When light enters a refractive medium, is speed changes according to the refractive index $n$ of the medium. The microscopic explanation for this relies on calculations involving waves.
There should also be an explanation in terms of photons, no?
Why does a photon slow down when it is in a refractive medium?
A photon is a state of the EM quantum field in vacuum. This state is massless and travels at $c$.
However when electrons are around the interaction between the photon and the electron entangles the photon state with the electron states and we end up with a mixed state called a polariton. This is a quasiparticle with an effective mass greater than zero so it travels at less than $c$.
This is why photons in a dielectric medium travel at slower than the speed of light. It's because they are no longer photons but instead a mixed state of the photon with the electrons in the dielectric. However under normal circumstances the polariton definition is not a useful one because the mixing is small. It's only when the interaction is very strong, e.g. in a Bose-Einstein condensate, that it's useful to describe the propagation of the light in terms of polaritons. Under most circumstances the calssical treatment is the simplest and most accurate, and that's why it's normally used.
This is almost an exact duplicate of What is the mechanism behind the slowdown of light/photons in a transparent medium?.
However, this question is about the particle model and its relation to refraction.

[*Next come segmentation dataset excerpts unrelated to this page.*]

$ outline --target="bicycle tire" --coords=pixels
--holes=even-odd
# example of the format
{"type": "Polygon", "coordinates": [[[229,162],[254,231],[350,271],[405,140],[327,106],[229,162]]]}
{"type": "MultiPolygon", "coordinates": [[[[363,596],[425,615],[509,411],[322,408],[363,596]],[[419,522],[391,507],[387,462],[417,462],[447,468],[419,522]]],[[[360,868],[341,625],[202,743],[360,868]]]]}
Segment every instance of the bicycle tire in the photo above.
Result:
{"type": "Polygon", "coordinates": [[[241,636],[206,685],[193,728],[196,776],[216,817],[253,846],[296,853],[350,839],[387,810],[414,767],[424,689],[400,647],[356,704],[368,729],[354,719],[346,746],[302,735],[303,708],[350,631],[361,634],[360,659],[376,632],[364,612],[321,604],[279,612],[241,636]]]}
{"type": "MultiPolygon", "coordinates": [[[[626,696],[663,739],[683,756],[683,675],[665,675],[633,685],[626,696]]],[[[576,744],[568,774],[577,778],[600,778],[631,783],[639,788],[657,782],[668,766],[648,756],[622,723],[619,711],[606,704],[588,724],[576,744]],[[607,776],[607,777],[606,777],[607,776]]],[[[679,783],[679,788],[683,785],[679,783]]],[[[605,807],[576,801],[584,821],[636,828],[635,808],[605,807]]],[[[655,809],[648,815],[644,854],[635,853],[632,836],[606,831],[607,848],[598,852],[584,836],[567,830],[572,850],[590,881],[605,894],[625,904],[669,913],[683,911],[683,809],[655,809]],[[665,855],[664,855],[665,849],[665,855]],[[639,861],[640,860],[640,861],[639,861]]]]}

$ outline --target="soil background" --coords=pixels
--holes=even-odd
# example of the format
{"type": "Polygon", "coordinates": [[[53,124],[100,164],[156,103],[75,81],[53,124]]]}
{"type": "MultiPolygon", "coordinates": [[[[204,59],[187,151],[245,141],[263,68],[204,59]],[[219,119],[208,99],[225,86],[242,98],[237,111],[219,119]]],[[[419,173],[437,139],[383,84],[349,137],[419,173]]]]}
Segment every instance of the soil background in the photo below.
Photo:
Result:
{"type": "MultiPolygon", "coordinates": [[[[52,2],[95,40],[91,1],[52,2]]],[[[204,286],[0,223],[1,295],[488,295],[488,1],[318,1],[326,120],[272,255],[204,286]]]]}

The short answer is that sometimes it seems better to model light as a particle, sometimes as a wave; in this case it makes sense for most to model light as a wave. However, we must remember that the wave and particle models of light are just that; models. We find them as very handy models to describe our observations of light, and to make predictions based on those models, however ultimately the nature of light is quite an elusive concept. We seem to know a lot about, and at the same time don't know a lot about, light.
Nevertheless, a photon itself can be thought of as having its own wave signature describing its motion. In that case you come full circle to thinking about the interaction of a wave with a material again.